La educación sentimental


Javier Payeras_ Perfil Casi literal_Hablar de sentimientos nunca es fácil, quizá porque los guatemaltecos no somos personas dóciles. Me gusta definir ese «nosotros» tan manido y extraño porque en este diminuto lugar del mundo pueden reunirse millones de imágenes e ideas sumamente complejas. En oposición a nuestra aparente timidez, la cultura que nos acompaña desde niños suele ser muy pasional. Aprendemos a odiar o amar con vehemencia y a veces heredamos estos sentimientos sin tener muy claro el motivo de nuestro resentimiento. Pareciera que esta es la vía rápida de nuestra catarsis: celebrar o aniquilar; prejuzgar o complacer; admirar o deplorar… Muchas veces sin argumentos sólidos.

Nuestra educación sentimental (título de una maravillosa novela de Gustave Flaubert) la recibimos directo de nuestros familiares y amigos. Aprendemos actitudes, por ejemplo, la forma de mostrarnos apesarados en el velorio de una tía que apenas conocimos; el rostro de ingenuidad virginal que demuestran los novios frente al altar ―aunque lleven años de tener una vida sexual activa―; las retóricas borracheras luego de los partidos de futbol; las pupilas llorosas frente a la telenovela de las nueve de la noche; la resignación con que las quinceañeras bailan un vals con el tío de aliento aguardentoso. Esas cosas maravillosas e ingenuas que llenan los minutos de nuestra vida.

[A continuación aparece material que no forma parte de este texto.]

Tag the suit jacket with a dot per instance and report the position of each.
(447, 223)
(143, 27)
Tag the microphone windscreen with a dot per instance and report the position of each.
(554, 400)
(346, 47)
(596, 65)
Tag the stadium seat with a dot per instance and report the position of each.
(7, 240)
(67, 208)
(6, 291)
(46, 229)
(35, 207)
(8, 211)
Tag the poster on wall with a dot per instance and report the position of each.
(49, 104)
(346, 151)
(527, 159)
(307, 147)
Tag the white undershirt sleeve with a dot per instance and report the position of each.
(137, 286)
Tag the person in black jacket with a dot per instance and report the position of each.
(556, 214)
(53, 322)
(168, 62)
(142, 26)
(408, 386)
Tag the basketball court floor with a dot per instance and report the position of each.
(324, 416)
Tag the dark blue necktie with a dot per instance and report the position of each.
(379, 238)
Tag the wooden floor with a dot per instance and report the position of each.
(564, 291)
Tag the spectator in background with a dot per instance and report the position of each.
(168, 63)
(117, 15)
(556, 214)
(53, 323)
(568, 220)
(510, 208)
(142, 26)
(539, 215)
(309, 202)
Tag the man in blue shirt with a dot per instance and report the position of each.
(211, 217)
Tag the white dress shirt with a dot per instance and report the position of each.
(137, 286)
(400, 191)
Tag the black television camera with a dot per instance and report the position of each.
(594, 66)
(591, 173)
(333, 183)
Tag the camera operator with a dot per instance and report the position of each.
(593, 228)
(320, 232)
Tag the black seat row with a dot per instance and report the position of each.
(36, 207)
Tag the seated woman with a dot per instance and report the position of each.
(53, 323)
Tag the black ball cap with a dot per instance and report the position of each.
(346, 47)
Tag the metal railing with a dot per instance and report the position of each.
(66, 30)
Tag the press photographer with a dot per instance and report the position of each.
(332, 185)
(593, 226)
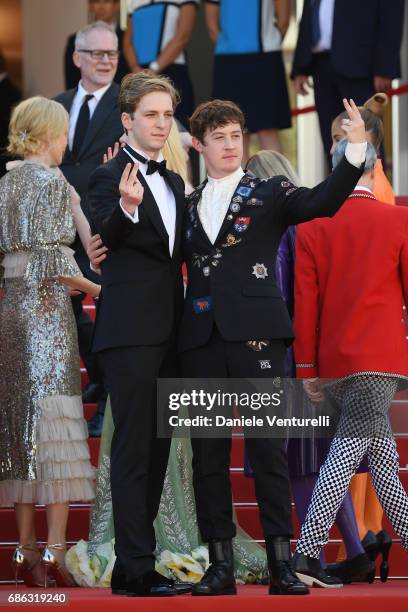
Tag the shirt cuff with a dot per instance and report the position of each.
(355, 153)
(135, 217)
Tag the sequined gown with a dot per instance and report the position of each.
(44, 456)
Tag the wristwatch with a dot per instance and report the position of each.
(154, 66)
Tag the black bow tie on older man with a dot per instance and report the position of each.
(152, 165)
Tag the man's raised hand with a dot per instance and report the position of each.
(131, 190)
(354, 126)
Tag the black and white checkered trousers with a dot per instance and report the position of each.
(364, 427)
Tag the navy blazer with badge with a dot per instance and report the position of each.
(366, 40)
(142, 287)
(231, 283)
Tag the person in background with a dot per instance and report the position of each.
(94, 125)
(345, 266)
(248, 66)
(368, 510)
(371, 112)
(9, 96)
(347, 56)
(156, 37)
(100, 10)
(44, 458)
(305, 455)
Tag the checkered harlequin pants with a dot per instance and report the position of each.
(363, 427)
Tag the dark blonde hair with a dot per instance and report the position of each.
(213, 114)
(371, 113)
(34, 122)
(266, 164)
(135, 86)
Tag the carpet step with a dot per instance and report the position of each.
(238, 445)
(397, 561)
(79, 518)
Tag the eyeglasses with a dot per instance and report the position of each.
(100, 54)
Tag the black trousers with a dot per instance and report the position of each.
(211, 456)
(138, 457)
(330, 88)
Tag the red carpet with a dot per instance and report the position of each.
(393, 597)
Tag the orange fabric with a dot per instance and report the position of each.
(382, 187)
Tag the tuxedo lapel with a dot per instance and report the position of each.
(239, 199)
(192, 211)
(106, 106)
(152, 210)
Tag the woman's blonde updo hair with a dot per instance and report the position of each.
(33, 123)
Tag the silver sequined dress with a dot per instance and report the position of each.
(44, 456)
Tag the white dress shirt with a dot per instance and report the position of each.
(76, 107)
(215, 200)
(163, 195)
(217, 194)
(326, 16)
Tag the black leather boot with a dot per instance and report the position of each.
(219, 578)
(283, 580)
(309, 570)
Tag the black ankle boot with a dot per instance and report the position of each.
(309, 570)
(219, 578)
(357, 569)
(283, 580)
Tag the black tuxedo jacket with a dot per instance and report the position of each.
(105, 128)
(142, 287)
(366, 41)
(232, 282)
(73, 74)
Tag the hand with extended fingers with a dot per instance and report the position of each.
(353, 127)
(131, 190)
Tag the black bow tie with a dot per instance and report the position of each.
(152, 165)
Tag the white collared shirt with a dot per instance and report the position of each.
(326, 16)
(215, 200)
(76, 107)
(162, 194)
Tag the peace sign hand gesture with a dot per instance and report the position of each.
(354, 126)
(130, 188)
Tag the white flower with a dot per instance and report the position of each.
(183, 567)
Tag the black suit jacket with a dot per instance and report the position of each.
(73, 74)
(366, 41)
(104, 130)
(232, 282)
(142, 288)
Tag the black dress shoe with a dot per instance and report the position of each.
(151, 584)
(384, 543)
(95, 425)
(357, 569)
(219, 578)
(370, 545)
(309, 570)
(283, 580)
(92, 393)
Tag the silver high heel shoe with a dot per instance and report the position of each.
(58, 570)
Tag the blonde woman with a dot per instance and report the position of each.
(44, 457)
(305, 455)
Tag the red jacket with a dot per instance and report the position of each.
(351, 276)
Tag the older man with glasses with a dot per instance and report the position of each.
(94, 125)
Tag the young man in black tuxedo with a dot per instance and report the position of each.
(94, 125)
(233, 226)
(137, 207)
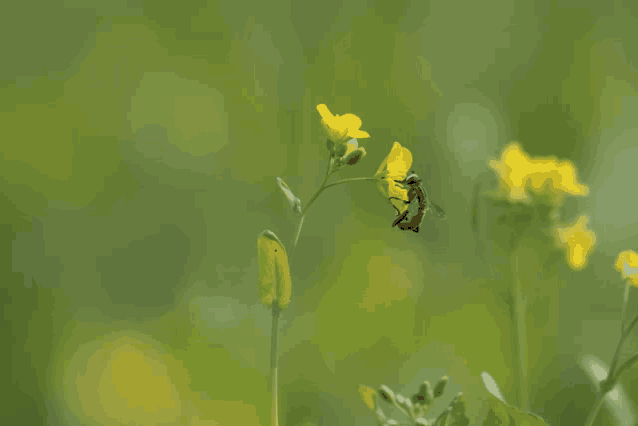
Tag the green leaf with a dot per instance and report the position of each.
(491, 386)
(617, 401)
(500, 413)
(457, 415)
(274, 273)
(295, 203)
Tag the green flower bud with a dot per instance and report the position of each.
(404, 402)
(386, 394)
(330, 145)
(340, 150)
(442, 419)
(424, 395)
(440, 387)
(354, 157)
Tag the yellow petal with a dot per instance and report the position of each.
(341, 127)
(518, 172)
(394, 167)
(627, 264)
(368, 395)
(274, 272)
(578, 240)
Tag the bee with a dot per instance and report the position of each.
(418, 205)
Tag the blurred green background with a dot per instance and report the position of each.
(139, 150)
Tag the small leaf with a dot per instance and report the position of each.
(457, 415)
(274, 273)
(424, 396)
(616, 400)
(354, 157)
(501, 414)
(369, 396)
(491, 386)
(440, 387)
(295, 203)
(330, 145)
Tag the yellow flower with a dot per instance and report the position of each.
(518, 172)
(341, 128)
(394, 167)
(578, 240)
(627, 264)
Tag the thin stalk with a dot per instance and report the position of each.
(349, 180)
(594, 411)
(614, 375)
(519, 318)
(274, 361)
(275, 310)
(624, 307)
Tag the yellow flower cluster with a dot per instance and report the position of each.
(345, 129)
(578, 240)
(627, 264)
(518, 172)
(341, 128)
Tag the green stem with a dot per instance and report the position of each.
(274, 362)
(594, 411)
(624, 307)
(519, 318)
(291, 251)
(614, 375)
(627, 364)
(274, 344)
(623, 337)
(349, 180)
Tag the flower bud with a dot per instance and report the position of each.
(354, 157)
(442, 419)
(440, 387)
(424, 395)
(404, 402)
(340, 150)
(386, 394)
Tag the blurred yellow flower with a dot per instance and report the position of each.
(578, 240)
(517, 172)
(341, 128)
(627, 264)
(395, 167)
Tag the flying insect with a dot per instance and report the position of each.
(418, 205)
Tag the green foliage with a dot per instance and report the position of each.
(499, 413)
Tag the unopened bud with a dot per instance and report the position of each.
(459, 404)
(386, 394)
(440, 386)
(424, 395)
(340, 150)
(403, 402)
(354, 156)
(330, 145)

Crecemos junto a esa necesidad de tratar de encajar nuestros sentimientos con nuestras circunstancias; por esa razón se nos hace muy difícil hablar de lo que realmente queremos u opinamos: pocas veces mostramos nuestras pasiones auténticas porque aprendimos desde niños a temerle a las diferencias. El precio establecido para nuestra predecible conducta sentimental es el silencio. Un silencio de gritos e incoherencia, un silencio violento, un silencio que nos inmoviliza en lo pasado, en lo viejo, en lo caduco.